Quality Assurance. A job title that you see more and more on top of the paycheques. Also called a tester or technical tester. Or just QA. Just like all other job titles, the word itself does not really say what the job implies. Let alone what the importance is of a QA within a project. So it is time to dive into this.
The job title itself already says a lot about what the job implies: Quality Assurance. Loosely translated, this means the assurance of the quality of the product. But let’s not do too much of the sales pitches.
In my experience, a QA is much more than the loose translation from the job title. Being a QA requires a certain way of thinking, a certain way of doing, a certain way of helping. Depending on the person behind the job title, the QA can be stronger in one of those skills than the other.
People with autism are, because of the way their brain works, very good in some specific thing. Especially the ability to focus on one thing and trying to know everything about that thing is something that a QA can learn a lot from. To make yourself an expert of new functionality or design, to then point out all the errors and bugs, is the ultimate level for a QA. With that, the main goal is, of course, to make the project better, little by little, for the user.
As a QA, I am expected to pay attention to all the small details of the implementation. Of course, the happy flows of the new functionality needs to work properly. But the added value of a QA is with checking the edge cases. In order to properly check those edge cases, you as a QA really need to know every detail of the added feature. In other words, you need to make yourself an expert in the new feature. Figure out how it really should work and don’t let it go before you are convinced that the user will be happy with the end result.
A QA is a goalkeeper of the team
We all know this within the development team: after giving a lot of blood, sweat and tears the new feature is finally there, crashes the application on a different place in the application. This is not always something that we can prevent from happening. Because we use elements and parts of the code on different places in the applications, it can happen that changing those part of the code breaks stuff on some pages.
This is also something that the QA a helps out with. As kind of a goalkeeper of the team, the QA is there to track down the errors and crashes due to code changes. Most of the times these errors and crashes are found during the regression test. During the regression test, the QA goes through the whole application. In theory. Because there are some limitations to what the QA can do. Depending on the size of the application, technical limitations and the time that the QA has got for the regression test, the QA can check only parts of the application. To keep the comparison with sports: how bigger the goal is and how smaller the goalkeeper, the more ball will end up in the goal.

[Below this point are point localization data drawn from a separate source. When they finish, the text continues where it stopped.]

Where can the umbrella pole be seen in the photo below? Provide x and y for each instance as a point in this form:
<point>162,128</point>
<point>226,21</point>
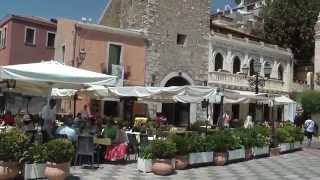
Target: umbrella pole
<point>75,98</point>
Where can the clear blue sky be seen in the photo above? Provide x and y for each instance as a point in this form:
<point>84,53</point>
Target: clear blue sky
<point>74,9</point>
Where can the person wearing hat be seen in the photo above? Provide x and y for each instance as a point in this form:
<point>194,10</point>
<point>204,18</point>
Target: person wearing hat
<point>19,119</point>
<point>27,123</point>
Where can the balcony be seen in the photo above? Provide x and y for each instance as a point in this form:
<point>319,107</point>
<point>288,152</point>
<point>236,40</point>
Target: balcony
<point>240,81</point>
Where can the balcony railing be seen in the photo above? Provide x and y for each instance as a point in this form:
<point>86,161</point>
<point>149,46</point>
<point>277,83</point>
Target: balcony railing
<point>299,87</point>
<point>240,80</point>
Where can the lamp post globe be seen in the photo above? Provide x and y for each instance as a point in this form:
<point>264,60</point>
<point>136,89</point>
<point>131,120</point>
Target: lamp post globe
<point>257,66</point>
<point>245,69</point>
<point>267,68</point>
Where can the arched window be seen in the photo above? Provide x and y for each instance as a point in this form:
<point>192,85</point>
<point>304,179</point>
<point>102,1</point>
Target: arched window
<point>236,65</point>
<point>218,62</point>
<point>251,68</point>
<point>267,65</point>
<point>280,72</point>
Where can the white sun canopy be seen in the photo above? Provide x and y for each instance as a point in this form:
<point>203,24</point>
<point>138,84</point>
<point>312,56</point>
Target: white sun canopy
<point>40,77</point>
<point>244,97</point>
<point>184,94</point>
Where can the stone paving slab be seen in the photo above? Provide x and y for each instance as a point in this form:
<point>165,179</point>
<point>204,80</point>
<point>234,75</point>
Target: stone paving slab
<point>298,165</point>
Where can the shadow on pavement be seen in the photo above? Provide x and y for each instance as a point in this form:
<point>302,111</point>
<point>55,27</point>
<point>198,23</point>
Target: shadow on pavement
<point>71,177</point>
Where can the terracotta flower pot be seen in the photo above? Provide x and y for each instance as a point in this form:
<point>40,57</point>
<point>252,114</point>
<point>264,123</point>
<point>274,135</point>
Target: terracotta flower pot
<point>162,167</point>
<point>55,171</point>
<point>275,151</point>
<point>8,170</point>
<point>248,153</point>
<point>181,162</point>
<point>220,158</point>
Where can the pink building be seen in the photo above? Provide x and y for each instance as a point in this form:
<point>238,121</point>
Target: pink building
<point>101,48</point>
<point>26,39</point>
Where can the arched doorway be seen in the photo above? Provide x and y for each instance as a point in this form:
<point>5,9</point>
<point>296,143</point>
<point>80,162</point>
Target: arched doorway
<point>236,65</point>
<point>218,62</point>
<point>177,114</point>
<point>251,70</point>
<point>280,72</point>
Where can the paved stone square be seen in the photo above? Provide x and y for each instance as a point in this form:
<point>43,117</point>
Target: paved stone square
<point>298,165</point>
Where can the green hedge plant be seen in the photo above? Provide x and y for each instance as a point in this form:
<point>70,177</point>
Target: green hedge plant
<point>60,151</point>
<point>181,144</point>
<point>36,154</point>
<point>222,140</point>
<point>12,144</point>
<point>163,149</point>
<point>147,152</point>
<point>198,143</point>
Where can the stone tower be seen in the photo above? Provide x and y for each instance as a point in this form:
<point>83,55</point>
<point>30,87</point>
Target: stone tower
<point>176,32</point>
<point>317,53</point>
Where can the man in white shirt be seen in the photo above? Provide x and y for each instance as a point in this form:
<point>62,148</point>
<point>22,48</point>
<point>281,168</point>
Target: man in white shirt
<point>85,113</point>
<point>67,130</point>
<point>309,126</point>
<point>48,115</point>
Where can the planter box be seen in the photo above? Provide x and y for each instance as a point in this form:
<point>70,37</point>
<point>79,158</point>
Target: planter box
<point>296,145</point>
<point>144,165</point>
<point>34,171</point>
<point>260,151</point>
<point>200,157</point>
<point>173,162</point>
<point>236,154</point>
<point>284,147</point>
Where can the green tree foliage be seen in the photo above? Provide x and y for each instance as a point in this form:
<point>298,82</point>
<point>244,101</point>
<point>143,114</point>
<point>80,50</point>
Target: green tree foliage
<point>310,101</point>
<point>290,23</point>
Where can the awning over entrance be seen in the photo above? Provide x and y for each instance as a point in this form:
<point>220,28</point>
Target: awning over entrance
<point>38,78</point>
<point>184,94</point>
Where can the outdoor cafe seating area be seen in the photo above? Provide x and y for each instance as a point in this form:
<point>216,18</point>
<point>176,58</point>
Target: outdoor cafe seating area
<point>85,138</point>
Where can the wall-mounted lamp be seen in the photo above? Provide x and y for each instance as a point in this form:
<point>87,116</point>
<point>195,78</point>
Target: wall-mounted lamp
<point>11,83</point>
<point>82,57</point>
<point>153,79</point>
<point>317,78</point>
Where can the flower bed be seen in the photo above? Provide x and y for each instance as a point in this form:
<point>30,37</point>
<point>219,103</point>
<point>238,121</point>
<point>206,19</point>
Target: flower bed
<point>289,137</point>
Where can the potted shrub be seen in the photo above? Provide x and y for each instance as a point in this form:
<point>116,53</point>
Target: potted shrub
<point>200,150</point>
<point>181,160</point>
<point>284,138</point>
<point>12,144</point>
<point>247,139</point>
<point>222,141</point>
<point>163,151</point>
<point>262,141</point>
<point>35,161</point>
<point>60,152</point>
<point>236,151</point>
<point>144,162</point>
<point>298,138</point>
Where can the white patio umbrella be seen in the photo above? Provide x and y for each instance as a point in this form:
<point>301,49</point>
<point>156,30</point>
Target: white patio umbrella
<point>52,74</point>
<point>184,94</point>
<point>39,78</point>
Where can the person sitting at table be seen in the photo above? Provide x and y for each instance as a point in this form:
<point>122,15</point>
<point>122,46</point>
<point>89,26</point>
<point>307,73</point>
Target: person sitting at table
<point>118,149</point>
<point>110,131</point>
<point>160,119</point>
<point>66,129</point>
<point>19,119</point>
<point>8,119</point>
<point>77,121</point>
<point>27,123</point>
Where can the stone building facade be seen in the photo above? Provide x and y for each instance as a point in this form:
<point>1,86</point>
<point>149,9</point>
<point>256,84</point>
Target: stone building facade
<point>177,40</point>
<point>317,54</point>
<point>229,54</point>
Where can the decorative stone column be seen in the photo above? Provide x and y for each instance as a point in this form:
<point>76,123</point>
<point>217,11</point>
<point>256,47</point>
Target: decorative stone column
<point>317,54</point>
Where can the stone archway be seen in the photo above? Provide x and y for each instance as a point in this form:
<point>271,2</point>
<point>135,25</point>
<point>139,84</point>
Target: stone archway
<point>178,114</point>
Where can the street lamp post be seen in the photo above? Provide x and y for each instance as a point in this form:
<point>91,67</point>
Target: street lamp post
<point>257,82</point>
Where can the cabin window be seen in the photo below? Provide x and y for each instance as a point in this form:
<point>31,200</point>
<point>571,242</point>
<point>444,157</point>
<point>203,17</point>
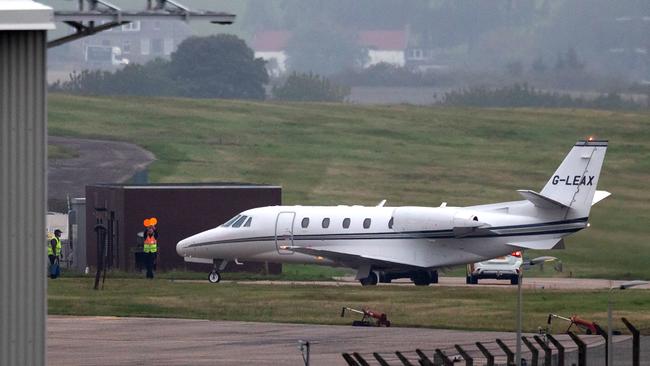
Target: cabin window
<point>229,222</point>
<point>346,223</point>
<point>239,221</point>
<point>366,223</point>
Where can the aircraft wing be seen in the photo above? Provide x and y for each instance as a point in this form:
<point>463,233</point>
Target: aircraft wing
<point>352,260</point>
<point>543,244</point>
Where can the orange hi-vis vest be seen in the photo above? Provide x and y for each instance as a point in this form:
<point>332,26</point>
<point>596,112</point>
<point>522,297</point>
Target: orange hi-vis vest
<point>150,244</point>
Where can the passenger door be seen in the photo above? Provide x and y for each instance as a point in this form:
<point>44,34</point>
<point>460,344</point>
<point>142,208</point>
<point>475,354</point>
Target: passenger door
<point>284,231</point>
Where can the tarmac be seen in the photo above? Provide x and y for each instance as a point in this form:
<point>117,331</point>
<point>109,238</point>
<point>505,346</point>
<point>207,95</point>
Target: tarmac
<point>77,341</point>
<point>528,283</point>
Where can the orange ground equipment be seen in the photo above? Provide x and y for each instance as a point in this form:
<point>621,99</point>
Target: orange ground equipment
<point>370,318</point>
<point>585,325</point>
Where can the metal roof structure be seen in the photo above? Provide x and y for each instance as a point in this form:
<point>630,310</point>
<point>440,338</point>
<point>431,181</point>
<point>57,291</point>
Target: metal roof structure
<point>25,15</point>
<point>101,15</point>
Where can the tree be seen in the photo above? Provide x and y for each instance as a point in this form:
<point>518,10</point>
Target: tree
<point>324,52</point>
<point>219,66</point>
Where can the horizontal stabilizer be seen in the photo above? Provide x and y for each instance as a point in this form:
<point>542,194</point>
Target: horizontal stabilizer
<point>539,200</point>
<point>599,196</point>
<point>555,243</point>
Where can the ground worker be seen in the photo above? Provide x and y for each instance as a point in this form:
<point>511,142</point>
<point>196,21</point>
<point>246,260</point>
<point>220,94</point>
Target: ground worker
<point>150,248</point>
<point>54,253</point>
<point>54,246</point>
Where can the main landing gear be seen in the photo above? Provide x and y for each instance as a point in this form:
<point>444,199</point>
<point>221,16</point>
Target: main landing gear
<point>419,278</point>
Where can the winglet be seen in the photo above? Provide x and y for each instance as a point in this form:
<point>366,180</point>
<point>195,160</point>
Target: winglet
<point>599,196</point>
<point>540,201</point>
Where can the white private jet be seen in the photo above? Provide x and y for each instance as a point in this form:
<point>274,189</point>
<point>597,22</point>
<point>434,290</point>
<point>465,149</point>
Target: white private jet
<point>385,243</point>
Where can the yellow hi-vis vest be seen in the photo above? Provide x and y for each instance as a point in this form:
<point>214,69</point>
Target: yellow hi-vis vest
<point>150,244</point>
<point>58,247</point>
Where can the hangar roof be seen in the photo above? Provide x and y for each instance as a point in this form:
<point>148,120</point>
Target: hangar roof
<point>229,185</point>
<point>25,15</point>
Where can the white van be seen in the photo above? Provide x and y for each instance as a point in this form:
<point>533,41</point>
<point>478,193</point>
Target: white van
<point>501,268</point>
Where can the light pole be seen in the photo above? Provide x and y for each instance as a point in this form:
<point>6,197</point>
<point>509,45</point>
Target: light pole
<point>532,262</point>
<point>610,344</point>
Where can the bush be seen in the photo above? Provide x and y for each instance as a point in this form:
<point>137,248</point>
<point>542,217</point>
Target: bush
<point>525,96</point>
<point>310,87</point>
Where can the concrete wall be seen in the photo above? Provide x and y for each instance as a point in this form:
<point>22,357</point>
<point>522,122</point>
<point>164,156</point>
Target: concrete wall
<point>181,210</point>
<point>23,158</point>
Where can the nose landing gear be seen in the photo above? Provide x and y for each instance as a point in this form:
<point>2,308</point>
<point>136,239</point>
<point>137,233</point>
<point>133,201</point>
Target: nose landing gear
<point>219,265</point>
<point>214,277</point>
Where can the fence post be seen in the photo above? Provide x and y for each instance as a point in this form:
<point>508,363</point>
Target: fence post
<point>360,359</point>
<point>469,361</point>
<point>380,359</point>
<point>548,353</point>
<point>424,360</point>
<point>509,354</point>
<point>534,358</point>
<point>582,349</point>
<point>560,349</point>
<point>441,356</point>
<point>486,353</point>
<point>636,342</point>
<point>405,361</point>
<point>349,359</point>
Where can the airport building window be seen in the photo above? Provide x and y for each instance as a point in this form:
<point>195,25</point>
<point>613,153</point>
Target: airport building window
<point>326,223</point>
<point>239,221</point>
<point>346,223</point>
<point>229,222</point>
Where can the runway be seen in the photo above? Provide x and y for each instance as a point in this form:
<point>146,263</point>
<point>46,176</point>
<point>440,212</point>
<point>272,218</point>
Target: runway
<point>80,341</point>
<point>560,283</point>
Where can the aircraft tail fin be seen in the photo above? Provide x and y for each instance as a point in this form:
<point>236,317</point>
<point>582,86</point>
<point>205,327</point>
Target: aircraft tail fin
<point>574,182</point>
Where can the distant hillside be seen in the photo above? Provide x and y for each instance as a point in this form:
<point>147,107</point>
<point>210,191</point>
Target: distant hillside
<point>347,154</point>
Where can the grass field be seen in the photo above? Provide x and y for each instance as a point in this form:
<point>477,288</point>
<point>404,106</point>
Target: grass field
<point>348,154</point>
<point>437,307</point>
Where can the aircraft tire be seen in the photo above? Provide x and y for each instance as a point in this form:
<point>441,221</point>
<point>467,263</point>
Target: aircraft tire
<point>421,278</point>
<point>371,280</point>
<point>214,277</point>
<point>434,276</point>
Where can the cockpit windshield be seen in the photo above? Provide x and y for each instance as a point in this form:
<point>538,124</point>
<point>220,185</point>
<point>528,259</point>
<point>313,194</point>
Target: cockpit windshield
<point>238,221</point>
<point>229,222</point>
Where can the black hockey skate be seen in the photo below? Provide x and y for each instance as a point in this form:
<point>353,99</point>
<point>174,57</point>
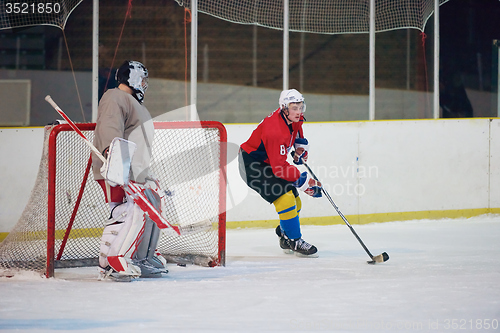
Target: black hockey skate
<point>298,246</point>
<point>283,241</point>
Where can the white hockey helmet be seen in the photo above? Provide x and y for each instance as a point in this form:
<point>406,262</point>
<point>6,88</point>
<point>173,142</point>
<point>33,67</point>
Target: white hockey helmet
<point>135,75</point>
<point>291,96</point>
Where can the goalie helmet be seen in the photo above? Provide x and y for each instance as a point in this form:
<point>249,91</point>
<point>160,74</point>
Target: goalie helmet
<point>291,96</point>
<point>134,75</point>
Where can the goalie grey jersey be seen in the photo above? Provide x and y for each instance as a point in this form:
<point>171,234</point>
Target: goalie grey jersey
<point>120,115</point>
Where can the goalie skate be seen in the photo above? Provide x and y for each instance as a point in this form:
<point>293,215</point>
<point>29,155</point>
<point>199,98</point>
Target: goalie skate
<point>109,274</point>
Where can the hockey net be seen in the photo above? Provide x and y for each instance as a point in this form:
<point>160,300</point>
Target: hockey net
<point>62,223</point>
<point>324,17</point>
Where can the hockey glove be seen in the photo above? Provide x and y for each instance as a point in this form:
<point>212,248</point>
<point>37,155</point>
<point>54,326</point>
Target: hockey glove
<point>300,154</point>
<point>309,185</point>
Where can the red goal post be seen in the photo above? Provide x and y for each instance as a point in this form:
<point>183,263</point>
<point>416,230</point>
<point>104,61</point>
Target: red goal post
<point>188,159</point>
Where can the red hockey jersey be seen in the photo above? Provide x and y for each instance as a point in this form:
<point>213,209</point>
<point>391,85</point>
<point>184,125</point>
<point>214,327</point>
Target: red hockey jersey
<point>271,142</point>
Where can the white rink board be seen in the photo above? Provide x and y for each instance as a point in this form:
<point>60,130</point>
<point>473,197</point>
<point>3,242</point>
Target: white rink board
<point>367,167</point>
<point>425,165</point>
<point>391,166</point>
<point>495,163</point>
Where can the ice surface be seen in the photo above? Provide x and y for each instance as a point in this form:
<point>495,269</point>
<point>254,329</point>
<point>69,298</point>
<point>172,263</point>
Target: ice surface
<point>442,276</point>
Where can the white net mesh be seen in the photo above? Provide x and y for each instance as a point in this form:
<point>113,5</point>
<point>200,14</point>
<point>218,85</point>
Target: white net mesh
<point>187,160</point>
<point>322,16</point>
<point>15,14</point>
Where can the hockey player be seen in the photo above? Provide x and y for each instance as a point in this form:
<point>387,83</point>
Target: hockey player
<point>129,240</point>
<point>264,167</point>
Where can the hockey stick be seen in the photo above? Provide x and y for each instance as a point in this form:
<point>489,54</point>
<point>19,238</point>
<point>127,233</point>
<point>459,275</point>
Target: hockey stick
<point>135,192</point>
<point>375,259</point>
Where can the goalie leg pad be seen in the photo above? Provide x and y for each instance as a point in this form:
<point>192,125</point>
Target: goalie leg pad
<point>120,238</point>
<point>151,262</point>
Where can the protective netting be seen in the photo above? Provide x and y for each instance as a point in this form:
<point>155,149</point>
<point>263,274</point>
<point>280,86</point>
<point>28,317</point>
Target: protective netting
<point>15,14</point>
<point>322,16</point>
<point>187,160</point>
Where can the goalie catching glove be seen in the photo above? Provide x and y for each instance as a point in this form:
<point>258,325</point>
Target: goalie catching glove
<point>309,185</point>
<point>300,154</point>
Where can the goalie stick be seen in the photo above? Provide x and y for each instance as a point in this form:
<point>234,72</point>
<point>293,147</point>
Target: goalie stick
<point>135,192</point>
<point>375,259</point>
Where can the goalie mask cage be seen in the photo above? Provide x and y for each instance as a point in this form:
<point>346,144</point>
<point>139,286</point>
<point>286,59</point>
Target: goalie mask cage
<point>62,223</point>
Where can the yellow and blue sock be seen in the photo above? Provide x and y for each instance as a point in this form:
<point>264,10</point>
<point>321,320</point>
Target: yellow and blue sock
<point>288,208</point>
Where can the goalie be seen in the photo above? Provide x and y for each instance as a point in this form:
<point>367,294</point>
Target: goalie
<point>129,240</point>
<point>264,167</point>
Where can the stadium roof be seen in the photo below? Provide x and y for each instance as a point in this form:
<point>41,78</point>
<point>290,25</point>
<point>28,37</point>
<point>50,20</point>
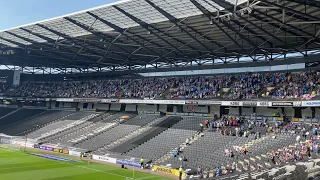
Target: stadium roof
<point>137,33</point>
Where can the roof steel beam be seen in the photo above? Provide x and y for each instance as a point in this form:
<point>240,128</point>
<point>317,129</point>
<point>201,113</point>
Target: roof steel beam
<point>288,25</point>
<point>23,38</point>
<point>122,32</point>
<point>98,34</point>
<point>175,21</point>
<point>144,25</point>
<point>229,8</point>
<point>208,14</point>
<point>39,35</point>
<point>13,42</point>
<point>290,10</point>
<point>73,40</point>
<point>147,27</point>
<point>45,38</point>
<point>307,2</point>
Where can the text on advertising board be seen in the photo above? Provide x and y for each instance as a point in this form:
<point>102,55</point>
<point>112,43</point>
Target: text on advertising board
<point>311,103</point>
<point>282,103</point>
<point>168,171</point>
<point>263,103</point>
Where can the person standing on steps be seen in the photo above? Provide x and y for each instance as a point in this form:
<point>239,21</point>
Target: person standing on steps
<point>180,173</point>
<point>142,162</point>
<point>201,127</point>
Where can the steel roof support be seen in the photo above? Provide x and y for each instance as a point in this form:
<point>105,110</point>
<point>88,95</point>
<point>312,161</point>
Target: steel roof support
<point>147,26</point>
<point>208,14</point>
<point>23,38</point>
<point>229,8</point>
<point>290,10</point>
<point>13,42</point>
<point>122,32</point>
<point>307,2</point>
<point>73,40</point>
<point>175,21</point>
<point>48,40</point>
<point>98,34</point>
<point>288,25</point>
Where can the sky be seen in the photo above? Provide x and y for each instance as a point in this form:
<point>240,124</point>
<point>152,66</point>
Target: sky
<point>15,13</point>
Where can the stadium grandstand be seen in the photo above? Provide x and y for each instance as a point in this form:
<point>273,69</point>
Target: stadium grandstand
<point>195,89</point>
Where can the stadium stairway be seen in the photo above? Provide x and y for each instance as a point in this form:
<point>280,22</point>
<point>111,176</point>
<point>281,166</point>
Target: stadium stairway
<point>4,112</point>
<point>19,116</point>
<point>59,137</point>
<point>71,120</point>
<point>122,129</point>
<point>47,118</point>
<point>146,135</point>
<point>133,134</point>
<point>182,146</point>
<point>83,121</point>
<point>115,121</point>
<point>168,139</point>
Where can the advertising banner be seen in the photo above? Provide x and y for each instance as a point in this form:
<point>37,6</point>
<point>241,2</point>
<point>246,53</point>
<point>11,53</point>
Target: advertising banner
<point>150,101</point>
<point>167,170</point>
<point>264,103</point>
<point>249,103</point>
<point>191,102</point>
<point>74,153</point>
<point>46,148</point>
<point>128,163</point>
<point>204,102</point>
<point>232,103</point>
<point>22,143</point>
<point>63,151</point>
<point>295,119</point>
<point>311,103</point>
<point>109,100</point>
<point>282,104</point>
<point>105,159</point>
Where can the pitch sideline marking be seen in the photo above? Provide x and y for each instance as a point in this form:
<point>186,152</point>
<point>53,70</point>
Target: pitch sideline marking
<point>28,166</point>
<point>97,170</point>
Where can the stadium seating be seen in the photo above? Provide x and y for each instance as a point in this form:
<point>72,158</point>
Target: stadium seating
<point>5,111</point>
<point>116,132</point>
<point>67,136</point>
<point>34,123</point>
<point>63,122</point>
<point>168,140</point>
<point>20,115</point>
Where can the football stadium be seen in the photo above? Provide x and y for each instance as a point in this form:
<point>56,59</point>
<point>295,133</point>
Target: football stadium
<point>164,89</point>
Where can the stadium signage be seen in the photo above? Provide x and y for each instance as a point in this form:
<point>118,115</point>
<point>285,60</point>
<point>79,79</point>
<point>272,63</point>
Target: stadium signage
<point>86,100</point>
<point>74,153</point>
<point>263,103</point>
<point>282,103</point>
<point>150,101</point>
<point>65,99</point>
<point>191,102</point>
<point>232,103</point>
<point>128,163</point>
<point>249,103</point>
<point>311,103</point>
<point>110,100</point>
<point>167,170</point>
<point>209,102</point>
<point>297,103</point>
<point>104,158</point>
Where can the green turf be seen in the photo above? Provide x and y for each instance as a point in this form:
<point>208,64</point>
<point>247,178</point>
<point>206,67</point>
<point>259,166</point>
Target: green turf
<point>22,166</point>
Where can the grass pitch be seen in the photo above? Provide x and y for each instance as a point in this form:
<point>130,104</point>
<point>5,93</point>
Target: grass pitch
<point>22,166</point>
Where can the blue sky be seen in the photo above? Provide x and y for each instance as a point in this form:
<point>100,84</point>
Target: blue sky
<point>19,12</point>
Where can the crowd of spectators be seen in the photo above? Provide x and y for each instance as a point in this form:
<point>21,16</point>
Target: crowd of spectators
<point>230,125</point>
<point>235,86</point>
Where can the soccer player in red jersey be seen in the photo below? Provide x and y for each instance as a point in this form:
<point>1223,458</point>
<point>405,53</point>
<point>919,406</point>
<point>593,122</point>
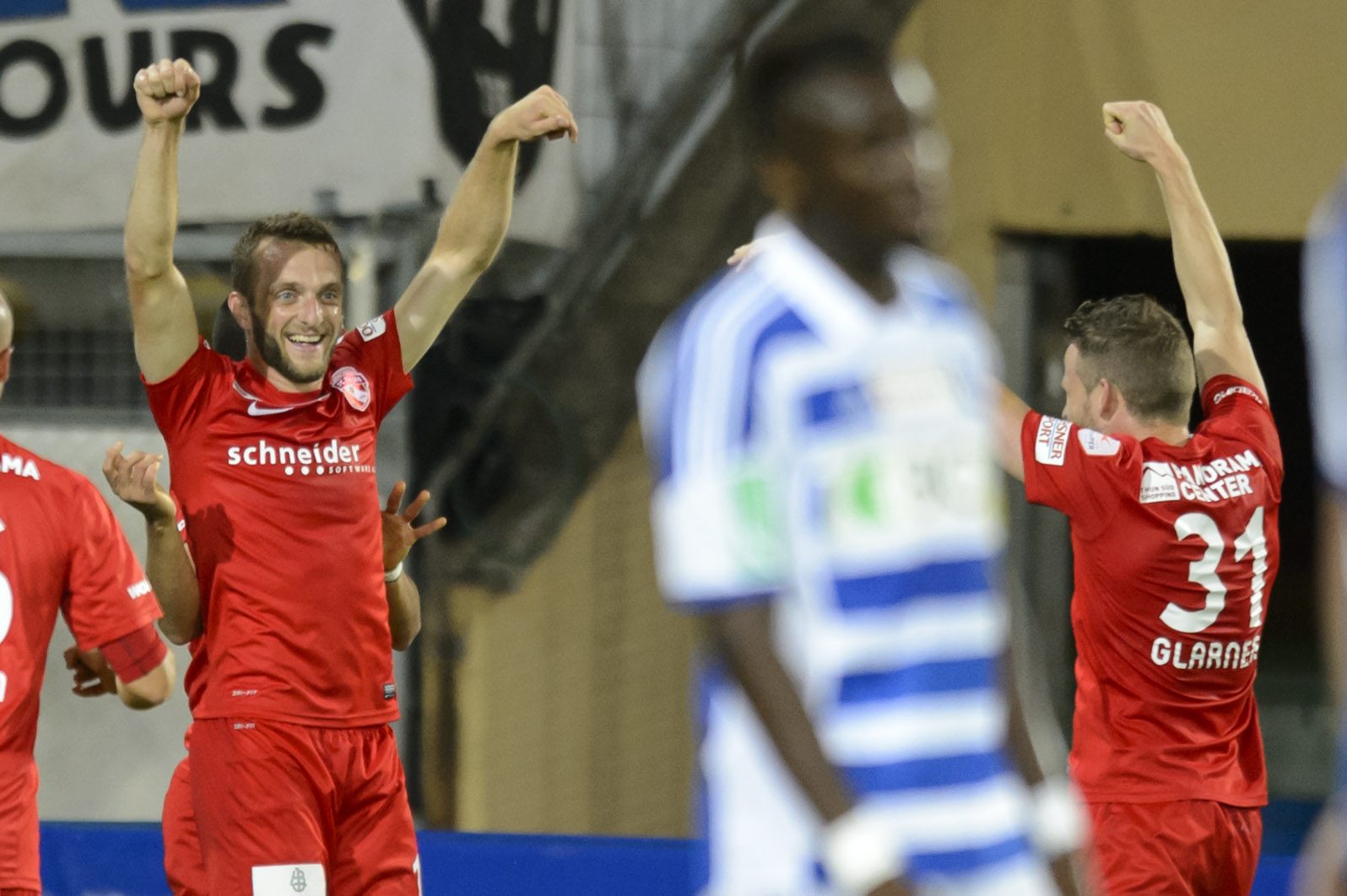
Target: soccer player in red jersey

Just like everything else are our lives, the work activities of a QA is also subject to trends. Thé trend of today is test automation. It looks like it is the magic word nowadays within the field of testing. It is fast, accurate and ensures a better quality of the product. If this is always the case, is something for a different blog. But this does not alter the fact that for some projects, test automation can improve the quality of the product.
And this brings a new aspect of being a QA, namely being a developer. Not a developer of the product itself, but a developer for the quality of the product.
Within my work, I notice that one of thé main characteristics of a QA is to be a good communicator. Almost my whole day I am in contact with the developers, the project managers, other QA’s, the designers and the customers. And don’t forget making sure that there is communication between those different roles.
This is one of the biggest added value of the QA. Not the communication itself, but especially asking a lot of question. What is changed? How should it work? Is it correct if I see this? By asking these kinds of questions, the purpose of a new feature will be more clear to everyone involved.
With this, it is really important that the QA is clear about what he or she means. Clear in what he or she sees, but also clear in what kind of information he or she expects to receive. This requires a certain skill set. Communicating with a developer is mostly on a different technical level then communicating with a designer or with a customer.
A QA is a team member to stay
In my experience, a QA has become an essential part of the development team. Not only for maintaining the quality of testing the new features, but also all the steps before and after the implementation of new features. The whole process can sometimes use a different point of view or some extra questions. The QA is the person who should naturally be good at this.
Of course, not all the QA’s are the same. One QA will be more focused on the structure of the application, while another QA will give more attention to the communication. Nothing is right or wrong with this. It is up to the Project Manager or the supervisor to see the qualities of his or her QA and to anticipate this. Just like he or she needs to do with all the other people within the team. As long as there is at least someone who keeps an eye on product quality. Because that should be the main goal. Not that there is a product on the market, but that the quality of that product is good.